Deutsche medizinische Wochenschrift (1946)

PubMedID: 21225553

Bramlage C, Cuneo A, Härtel D, Jung K, Witteck CH, Högel R, Müller GA, Bramlage P, Tebbe U, gleichberechtigte Erstautorenschaft. [Renal artery stenosis: angioplasty or drug treatment?]. Dtsch Med Wochenschr. 2011;136(3):76-81.
Angioplasty in patients with renal artery stenosis aims at reducing blood pressure and at improving kidney function. Its efficacy has however been questioned by recent published data. It was the aim of this retrospective study to compare angioplasty with medical treatment in an unselected patient population.

Data on 109 patients were retrospectively analysed. This cohort included all those patients admitted to the Lippe-Detmold Hospital between 1992 and 2008 for renal artery stenosis. The data included blood pressure, creatinine-based calculated glomerular filtration rate (cGFR), any renal dialysis, cardiovascular risk factors, events and survival time after transluminal renal angioplasty or drug treatment, respectively.

Patients who had undergone angioplasty were younger (p = 0.04), had less cardiovascular co-morbidity (p < 0.01), but a higher degree of stenosis (p < 0.01).

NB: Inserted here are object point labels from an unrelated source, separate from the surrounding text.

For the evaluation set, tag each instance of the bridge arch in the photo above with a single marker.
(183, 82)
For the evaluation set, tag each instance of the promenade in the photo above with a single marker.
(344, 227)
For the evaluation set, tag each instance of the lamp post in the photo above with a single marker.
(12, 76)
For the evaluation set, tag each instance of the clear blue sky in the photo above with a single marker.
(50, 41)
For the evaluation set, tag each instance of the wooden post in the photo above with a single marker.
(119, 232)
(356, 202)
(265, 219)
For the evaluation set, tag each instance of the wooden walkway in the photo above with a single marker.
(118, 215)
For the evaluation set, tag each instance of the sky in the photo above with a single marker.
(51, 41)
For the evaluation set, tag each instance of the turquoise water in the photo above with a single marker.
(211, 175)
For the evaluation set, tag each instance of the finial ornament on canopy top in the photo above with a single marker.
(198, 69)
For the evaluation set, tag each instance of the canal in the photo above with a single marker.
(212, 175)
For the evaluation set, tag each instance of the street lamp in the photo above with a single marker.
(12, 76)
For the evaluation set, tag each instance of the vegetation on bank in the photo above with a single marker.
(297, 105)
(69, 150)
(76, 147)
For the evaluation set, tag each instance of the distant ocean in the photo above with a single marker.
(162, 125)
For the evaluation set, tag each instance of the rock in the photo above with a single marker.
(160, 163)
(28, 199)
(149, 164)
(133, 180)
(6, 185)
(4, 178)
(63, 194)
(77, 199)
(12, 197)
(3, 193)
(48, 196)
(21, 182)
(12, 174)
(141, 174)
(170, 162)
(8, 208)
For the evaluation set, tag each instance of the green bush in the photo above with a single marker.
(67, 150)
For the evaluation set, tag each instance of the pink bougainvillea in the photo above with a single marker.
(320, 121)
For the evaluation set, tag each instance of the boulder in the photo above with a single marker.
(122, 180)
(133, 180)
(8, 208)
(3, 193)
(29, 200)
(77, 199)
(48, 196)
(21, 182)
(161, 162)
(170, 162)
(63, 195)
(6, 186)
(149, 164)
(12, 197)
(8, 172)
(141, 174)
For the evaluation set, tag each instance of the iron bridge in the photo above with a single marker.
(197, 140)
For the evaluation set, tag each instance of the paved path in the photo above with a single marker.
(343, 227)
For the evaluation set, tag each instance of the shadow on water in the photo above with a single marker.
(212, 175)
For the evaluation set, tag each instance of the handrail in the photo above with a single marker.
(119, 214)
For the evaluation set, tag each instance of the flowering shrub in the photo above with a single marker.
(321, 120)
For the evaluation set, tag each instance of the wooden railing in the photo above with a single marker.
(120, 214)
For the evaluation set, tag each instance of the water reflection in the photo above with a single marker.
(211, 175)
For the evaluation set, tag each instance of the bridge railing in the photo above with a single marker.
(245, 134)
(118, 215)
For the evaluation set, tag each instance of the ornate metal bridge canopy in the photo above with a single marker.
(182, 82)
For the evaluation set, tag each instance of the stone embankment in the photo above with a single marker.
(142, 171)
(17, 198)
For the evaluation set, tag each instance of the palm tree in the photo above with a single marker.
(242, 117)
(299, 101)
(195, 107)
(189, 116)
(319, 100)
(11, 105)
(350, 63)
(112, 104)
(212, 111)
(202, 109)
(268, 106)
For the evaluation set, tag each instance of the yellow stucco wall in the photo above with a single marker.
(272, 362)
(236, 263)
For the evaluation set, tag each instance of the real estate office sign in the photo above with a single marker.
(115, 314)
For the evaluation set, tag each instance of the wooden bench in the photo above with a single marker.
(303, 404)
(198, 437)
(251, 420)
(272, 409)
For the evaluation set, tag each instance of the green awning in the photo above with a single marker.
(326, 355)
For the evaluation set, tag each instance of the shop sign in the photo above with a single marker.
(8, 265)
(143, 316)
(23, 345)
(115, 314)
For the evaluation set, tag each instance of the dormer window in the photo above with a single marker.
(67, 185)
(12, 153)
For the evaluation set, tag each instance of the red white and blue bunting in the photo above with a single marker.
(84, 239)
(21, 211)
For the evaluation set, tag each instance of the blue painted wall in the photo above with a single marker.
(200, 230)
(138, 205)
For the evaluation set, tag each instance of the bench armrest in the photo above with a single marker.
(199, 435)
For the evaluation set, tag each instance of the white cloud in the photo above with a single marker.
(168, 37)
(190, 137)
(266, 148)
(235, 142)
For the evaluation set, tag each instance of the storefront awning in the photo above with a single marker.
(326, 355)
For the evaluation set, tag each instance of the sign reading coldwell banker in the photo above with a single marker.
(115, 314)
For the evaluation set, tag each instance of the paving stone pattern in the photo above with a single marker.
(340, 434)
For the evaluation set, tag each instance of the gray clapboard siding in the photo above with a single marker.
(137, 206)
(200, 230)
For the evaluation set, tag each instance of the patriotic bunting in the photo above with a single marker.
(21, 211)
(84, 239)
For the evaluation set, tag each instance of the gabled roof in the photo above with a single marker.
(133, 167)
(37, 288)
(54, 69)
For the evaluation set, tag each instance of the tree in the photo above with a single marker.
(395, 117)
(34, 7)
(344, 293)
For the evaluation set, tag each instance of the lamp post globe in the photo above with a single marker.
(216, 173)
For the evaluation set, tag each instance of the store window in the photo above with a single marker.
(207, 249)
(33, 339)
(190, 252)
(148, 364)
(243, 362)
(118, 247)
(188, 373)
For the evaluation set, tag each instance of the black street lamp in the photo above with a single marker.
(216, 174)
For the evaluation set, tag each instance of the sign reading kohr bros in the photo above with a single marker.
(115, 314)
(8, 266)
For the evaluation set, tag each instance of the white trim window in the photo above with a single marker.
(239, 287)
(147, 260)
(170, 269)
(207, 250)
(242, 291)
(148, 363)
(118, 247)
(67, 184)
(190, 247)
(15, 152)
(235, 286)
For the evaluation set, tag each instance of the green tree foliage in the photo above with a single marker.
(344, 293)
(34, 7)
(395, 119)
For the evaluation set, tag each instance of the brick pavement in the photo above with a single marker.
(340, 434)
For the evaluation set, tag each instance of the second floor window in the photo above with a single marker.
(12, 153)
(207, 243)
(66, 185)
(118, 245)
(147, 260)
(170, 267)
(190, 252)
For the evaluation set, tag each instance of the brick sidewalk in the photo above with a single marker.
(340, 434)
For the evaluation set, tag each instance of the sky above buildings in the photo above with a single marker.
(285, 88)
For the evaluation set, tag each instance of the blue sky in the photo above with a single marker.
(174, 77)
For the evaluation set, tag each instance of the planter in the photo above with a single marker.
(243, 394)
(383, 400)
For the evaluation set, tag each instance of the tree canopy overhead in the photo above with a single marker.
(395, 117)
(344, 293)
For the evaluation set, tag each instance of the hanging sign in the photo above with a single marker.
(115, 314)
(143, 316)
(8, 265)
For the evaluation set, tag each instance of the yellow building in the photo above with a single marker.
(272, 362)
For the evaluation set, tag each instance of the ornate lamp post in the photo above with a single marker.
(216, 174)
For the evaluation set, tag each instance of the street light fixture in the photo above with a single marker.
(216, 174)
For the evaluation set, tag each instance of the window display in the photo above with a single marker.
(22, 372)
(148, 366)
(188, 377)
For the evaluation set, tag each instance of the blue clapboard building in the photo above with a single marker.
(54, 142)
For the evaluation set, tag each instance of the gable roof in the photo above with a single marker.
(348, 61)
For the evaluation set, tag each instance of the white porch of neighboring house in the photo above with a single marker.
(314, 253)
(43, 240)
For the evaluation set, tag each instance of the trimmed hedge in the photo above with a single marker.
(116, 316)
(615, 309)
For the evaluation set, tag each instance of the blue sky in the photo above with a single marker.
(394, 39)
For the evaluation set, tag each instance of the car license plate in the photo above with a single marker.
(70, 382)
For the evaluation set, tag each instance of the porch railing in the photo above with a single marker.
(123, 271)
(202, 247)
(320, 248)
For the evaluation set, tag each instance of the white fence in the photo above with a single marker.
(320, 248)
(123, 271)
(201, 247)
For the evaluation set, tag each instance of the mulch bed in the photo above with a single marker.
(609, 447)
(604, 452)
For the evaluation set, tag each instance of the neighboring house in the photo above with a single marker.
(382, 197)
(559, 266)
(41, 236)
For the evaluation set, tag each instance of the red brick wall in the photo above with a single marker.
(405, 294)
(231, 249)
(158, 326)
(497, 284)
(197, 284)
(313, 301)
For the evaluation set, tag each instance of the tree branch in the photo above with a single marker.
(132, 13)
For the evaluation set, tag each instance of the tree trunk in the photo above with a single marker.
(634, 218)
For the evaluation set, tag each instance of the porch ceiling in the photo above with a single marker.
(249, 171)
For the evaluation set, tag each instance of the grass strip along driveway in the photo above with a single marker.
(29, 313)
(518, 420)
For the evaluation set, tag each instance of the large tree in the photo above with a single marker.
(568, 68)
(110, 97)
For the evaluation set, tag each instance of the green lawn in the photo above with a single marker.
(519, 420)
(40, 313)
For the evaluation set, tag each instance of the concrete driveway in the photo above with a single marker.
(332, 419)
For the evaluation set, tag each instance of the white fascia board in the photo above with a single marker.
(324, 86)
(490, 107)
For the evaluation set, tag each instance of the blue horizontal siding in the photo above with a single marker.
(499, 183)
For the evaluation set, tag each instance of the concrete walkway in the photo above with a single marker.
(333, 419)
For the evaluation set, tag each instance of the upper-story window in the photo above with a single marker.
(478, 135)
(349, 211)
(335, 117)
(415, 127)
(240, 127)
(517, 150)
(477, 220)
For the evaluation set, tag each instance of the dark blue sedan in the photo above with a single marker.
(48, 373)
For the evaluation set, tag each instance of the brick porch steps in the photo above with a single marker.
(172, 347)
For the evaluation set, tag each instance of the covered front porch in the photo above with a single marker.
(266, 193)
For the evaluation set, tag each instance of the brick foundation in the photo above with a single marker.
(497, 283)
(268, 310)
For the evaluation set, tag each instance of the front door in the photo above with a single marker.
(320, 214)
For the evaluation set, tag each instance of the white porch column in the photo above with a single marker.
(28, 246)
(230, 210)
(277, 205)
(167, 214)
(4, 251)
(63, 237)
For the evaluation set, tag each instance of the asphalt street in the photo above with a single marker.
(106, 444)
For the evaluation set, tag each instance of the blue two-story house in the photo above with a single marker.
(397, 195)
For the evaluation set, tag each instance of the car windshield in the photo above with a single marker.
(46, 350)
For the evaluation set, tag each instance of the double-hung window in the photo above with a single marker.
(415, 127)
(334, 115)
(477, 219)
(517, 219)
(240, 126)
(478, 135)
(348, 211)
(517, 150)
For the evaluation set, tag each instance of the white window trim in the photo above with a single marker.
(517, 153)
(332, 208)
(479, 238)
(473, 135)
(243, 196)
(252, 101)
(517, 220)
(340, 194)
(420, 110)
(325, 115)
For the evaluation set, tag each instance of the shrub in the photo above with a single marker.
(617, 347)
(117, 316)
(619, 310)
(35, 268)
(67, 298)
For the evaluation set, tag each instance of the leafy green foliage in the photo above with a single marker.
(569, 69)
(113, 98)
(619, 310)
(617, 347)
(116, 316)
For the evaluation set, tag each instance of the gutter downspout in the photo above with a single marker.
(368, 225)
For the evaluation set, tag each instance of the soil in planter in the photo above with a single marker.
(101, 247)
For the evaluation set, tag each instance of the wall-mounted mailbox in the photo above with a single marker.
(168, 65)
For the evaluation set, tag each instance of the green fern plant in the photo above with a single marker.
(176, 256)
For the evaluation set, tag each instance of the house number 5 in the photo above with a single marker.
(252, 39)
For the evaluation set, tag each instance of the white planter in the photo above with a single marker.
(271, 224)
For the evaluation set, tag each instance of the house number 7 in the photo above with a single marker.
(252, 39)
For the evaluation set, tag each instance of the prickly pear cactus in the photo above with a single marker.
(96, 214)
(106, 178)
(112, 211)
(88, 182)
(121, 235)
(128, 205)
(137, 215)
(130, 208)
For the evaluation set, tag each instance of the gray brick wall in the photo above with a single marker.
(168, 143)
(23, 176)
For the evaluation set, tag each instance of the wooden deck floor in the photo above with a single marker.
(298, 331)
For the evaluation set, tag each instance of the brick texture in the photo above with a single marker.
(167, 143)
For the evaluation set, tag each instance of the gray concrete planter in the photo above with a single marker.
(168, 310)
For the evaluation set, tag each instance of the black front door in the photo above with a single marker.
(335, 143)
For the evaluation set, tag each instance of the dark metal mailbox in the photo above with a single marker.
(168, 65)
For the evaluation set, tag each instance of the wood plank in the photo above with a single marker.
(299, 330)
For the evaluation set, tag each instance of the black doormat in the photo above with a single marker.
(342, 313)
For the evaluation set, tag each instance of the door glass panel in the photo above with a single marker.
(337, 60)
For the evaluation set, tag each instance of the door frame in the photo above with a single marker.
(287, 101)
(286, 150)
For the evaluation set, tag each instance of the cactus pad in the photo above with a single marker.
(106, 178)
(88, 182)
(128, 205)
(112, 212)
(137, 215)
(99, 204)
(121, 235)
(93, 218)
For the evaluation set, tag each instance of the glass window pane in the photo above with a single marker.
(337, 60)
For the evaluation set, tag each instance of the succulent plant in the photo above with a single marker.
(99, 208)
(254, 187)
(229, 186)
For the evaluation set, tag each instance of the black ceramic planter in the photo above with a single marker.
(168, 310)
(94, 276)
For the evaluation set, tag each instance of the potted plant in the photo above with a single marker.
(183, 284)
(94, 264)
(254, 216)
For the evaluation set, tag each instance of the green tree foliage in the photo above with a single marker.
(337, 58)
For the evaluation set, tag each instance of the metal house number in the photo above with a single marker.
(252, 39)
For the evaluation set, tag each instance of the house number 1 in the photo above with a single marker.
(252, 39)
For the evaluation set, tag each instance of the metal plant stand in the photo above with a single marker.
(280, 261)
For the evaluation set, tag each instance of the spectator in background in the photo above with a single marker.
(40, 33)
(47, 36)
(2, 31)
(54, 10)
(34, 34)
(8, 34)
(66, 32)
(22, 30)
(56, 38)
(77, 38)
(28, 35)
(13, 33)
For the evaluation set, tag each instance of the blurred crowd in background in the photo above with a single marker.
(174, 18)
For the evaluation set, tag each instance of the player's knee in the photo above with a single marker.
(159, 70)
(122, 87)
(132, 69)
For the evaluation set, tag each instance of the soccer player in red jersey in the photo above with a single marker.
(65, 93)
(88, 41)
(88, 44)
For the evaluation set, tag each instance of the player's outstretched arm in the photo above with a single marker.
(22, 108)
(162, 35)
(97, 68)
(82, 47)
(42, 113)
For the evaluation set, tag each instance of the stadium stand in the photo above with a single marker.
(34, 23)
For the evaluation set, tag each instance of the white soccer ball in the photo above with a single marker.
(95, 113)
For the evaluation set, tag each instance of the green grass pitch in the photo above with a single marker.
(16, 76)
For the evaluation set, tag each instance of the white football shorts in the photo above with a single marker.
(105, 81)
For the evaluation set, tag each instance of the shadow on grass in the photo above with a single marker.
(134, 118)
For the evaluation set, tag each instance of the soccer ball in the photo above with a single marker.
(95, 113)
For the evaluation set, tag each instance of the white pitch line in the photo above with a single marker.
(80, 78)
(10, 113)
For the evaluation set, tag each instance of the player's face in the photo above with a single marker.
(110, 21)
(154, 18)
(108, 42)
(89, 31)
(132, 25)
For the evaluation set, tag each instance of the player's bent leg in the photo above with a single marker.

After a median follow-up of 32.5 (angioplasty) and 36.0 months (drug treatment), respectively, a significant decrease of cGFR was recorded in drug treated patients (- 16.2 ml/min, 95 %, CI - 25.7 to - 6.7) but not in the angioplasty group (- 4.5 ml/min, 95 %, CI - 13.5 to 4.5). There were no other significant differences were not observed.

Younger patients with a high degree of renal artery stenosis but without generalized atherosclerosis more frequently underwent angioplasty in clinical practice. The smaller post-angioplasty reduction in the loss of renal function in this group needs to be validated in a prospective, randomized study.